Another thing to note is that I was still dating and meeting new people during this time. In fact, it was during this period that I began using dating apps, not because I wanted to find a partner right away, but because I was determined to understand my relationship patterns (and maybe break some of them). I had this history of dating for physical chemistry only and I wanted to see what it would be like to remove this from the equation. I wanted to use the apps to help me find people that didn’t fit my previous mold of physical attraction. This new way of dating allowed for a freedom I hadn’t experienced before. It allowed me to be grounded as I got to know someone, and that felt really good.
This approach also helped me rethink how I wanted to evaluate a partner.
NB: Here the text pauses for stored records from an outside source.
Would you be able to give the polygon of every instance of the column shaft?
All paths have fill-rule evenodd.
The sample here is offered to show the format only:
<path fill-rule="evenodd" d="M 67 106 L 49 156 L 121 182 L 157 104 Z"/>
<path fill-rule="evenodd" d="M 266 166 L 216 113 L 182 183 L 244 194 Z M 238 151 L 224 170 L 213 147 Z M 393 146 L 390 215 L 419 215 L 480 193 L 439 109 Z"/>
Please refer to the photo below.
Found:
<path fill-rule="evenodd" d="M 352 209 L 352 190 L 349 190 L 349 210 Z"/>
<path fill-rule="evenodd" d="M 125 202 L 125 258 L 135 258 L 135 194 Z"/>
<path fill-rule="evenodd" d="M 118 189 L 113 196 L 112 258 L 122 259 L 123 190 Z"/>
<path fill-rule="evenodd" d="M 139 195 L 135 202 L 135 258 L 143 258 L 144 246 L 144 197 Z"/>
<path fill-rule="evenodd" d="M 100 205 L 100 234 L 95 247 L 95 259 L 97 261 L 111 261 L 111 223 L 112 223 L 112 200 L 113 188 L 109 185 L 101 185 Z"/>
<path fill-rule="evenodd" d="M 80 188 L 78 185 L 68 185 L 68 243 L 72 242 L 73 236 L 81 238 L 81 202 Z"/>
For instance, I was very intentional about not having an alcoholic drink on a first date, which actually made a lot of people with whom I was chatting on dating apps drop off and lose interest. (You really learn so much by stating what your boundaries are right off the bat!) I also dated a few women during this period, which was really important to me. I’ve always dated men, but there’s a part of me that’s also attracted to female energy, so why would I not try that? Why would I not honor that part of myself? It was like that first year after my breakup was one of impulsive dating behavior and the following year was one of more thoughtful experimentation.
The celibacy lasted a total of 11 months. The first person I chose to sleep with was a woman . I was seeing, which — for me — felt like a gentler way to explore the sexual part of myself again. And while this relationship did not amount to anything long-term or serious, I think we navigated that situation in a respectful and thoughtful way. It also showed me I was ready to move on from this phase that served me so well over the past year. I had listened to myself and trusted myself enough to move forward into a new phase of dating and relationships.
All in all, that "slow year" of celibacy really gave me a deeper self-awareness of where I'm tender and vulnerable and what I need to feel safe. By the time I entered into my most recent relationship (which was actually with a man I dated briefly during my celibacy), I knew that that sense of safety requires acceptance and patience from my partner. But, you have to first have that with yourself.